Madagascar vers une nouvelle stratégie phytosanitaire grâce au Fonds de Solidarité Africaine



3 février 2017

La mondialisation des échanges et la circulation facilitée des personnes et des marchandises ont atteint un volume tel que les risques d’introduction et de dissémination d’organismes nuisibles aux végétaux sont devenus considérables. Dans le monde, les gouvernements, les agriculteurs et les consommateurs font état d’une perte avoisinant plusieurs milliards de dollars américains liée à la contamination et la destruction des récoltes et la flore sauvage par les organismes nuisibles.

La protection phytosanitaire est d’autant plus importante pour Madagascar de par son caractère insulaire et sa qualité de réserve mondiale de biodiversité. Datant de 1986, la loi phytosanitaire de Madagascar est maintenant dépassée par l’avènement de l’Organisation mondiale du commerce en 1995 et la réforme de la Convention internationale pour la protection des végétaux qui s’en est suivi en 1997. De nouvelles normes phytosanitaires, les seules qui soient reconnues par le droit du commerce international ont également vu le jour.

Aujourd’hui, Madagascar arrive à un tournant durant lequel les capacités phytosanitaires doivent être évaluées par rapport à ce dispositif international renouvelé. La modernisation progressive des mécanismes de protection phytosanitaire, non seulement aux frontières mais à travers le pays tout entier, en vue d’une production agricole durable vers la sécurité alimentaire et nutritionnelle des agriculteurs et consommateurs malgaches sera revu dans son ensemble par les experts du bureau juridique de la FAO à Addis-Abeba (M. Lalaina Ravelomanantsoa) et du Secrétariat de la CIPV localisé dans les bureaux de la FAO à Rome (Mme Sarah Brunel) en concertation avec les institutions nationales. Cela permettra également à Madagascar une ouverture accrue aux marchés sous régionaux, régionaux et internationaux, améliorant ainsi le niveau de vie des agriculteurs. "Une protection phytosanitaire renforcée est le gage d’une meilleure résilience aux changements climatiques" a affirmé Patrice Talla Takoukam, le Représentant de la FAO à Madagascar.

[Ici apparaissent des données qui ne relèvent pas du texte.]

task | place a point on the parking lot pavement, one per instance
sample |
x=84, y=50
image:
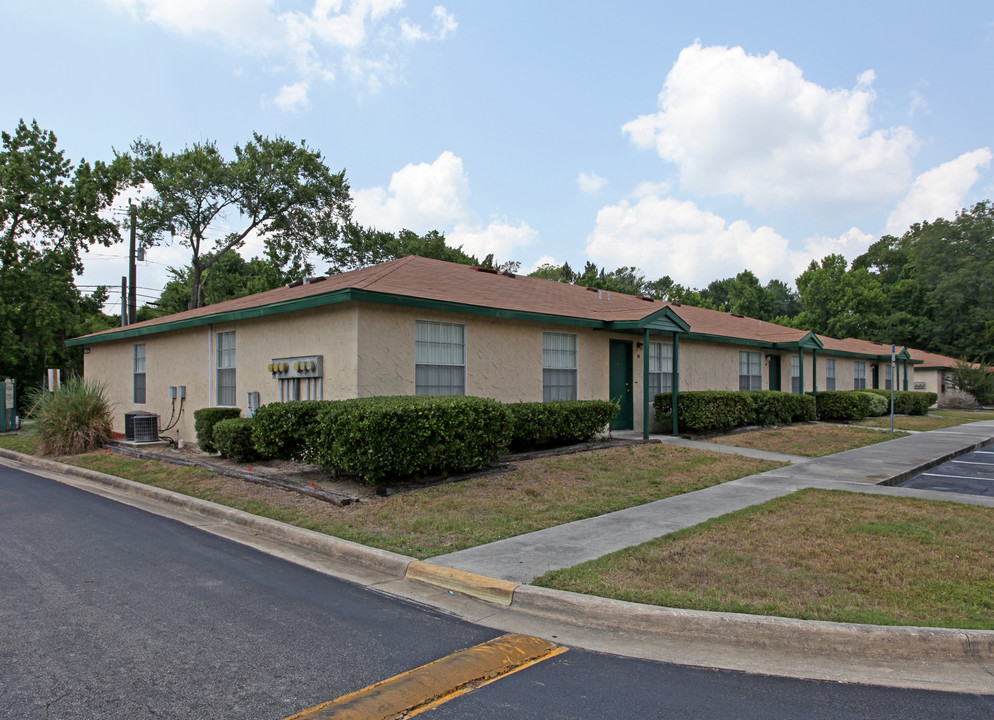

Ce travail constitue un pas assuré vers la réalisation des objectifs de développement durable et ceux de la déclaration de Malabo sur la croissance et la transformation accélérées de l'agriculture en Afrique pour une prospérité partagée et de meilleures conditions de vie. Madagascar a toujours été reconnu comme un pays avec un immense potentiel en matière de production agricole. Cependant, il figure dans la liste des « pays à faible revenu et à déficit vivrier ». Ce paradoxe est lié, dans une certaine mesure, au déficit des instruments normatifs et institutionnels et à l’insuffisante exécution des programmes et politiques au niveau du terrain.

Après presque 31 années d'application de la législation phytosanitaire adoptée en 1986, Madagascar a initié cette semaine dans le cadre d’un atelier l’évaluation complète de ses capacités et la formulation d’une stratégie et d’une législation conforme au droit international et aux défis liés aux contextes national et mondial actuels.  Ce projet, coordonné par l'Organisation des Nations Unies pour l'alimentation et l'agriculture (FAO) et financé grâce au Fonds de solidarité africaine, se focalise sur trois volets d'actions dont : l’application de l’outil d’évaluation des capacités phytosanitaires de la Convention Internationale pour la Protection des Végétaux qui aboutira à la création d’un cadre juridique modernisé et à la formulation d’une nouvelle stratégie phytosanitaire.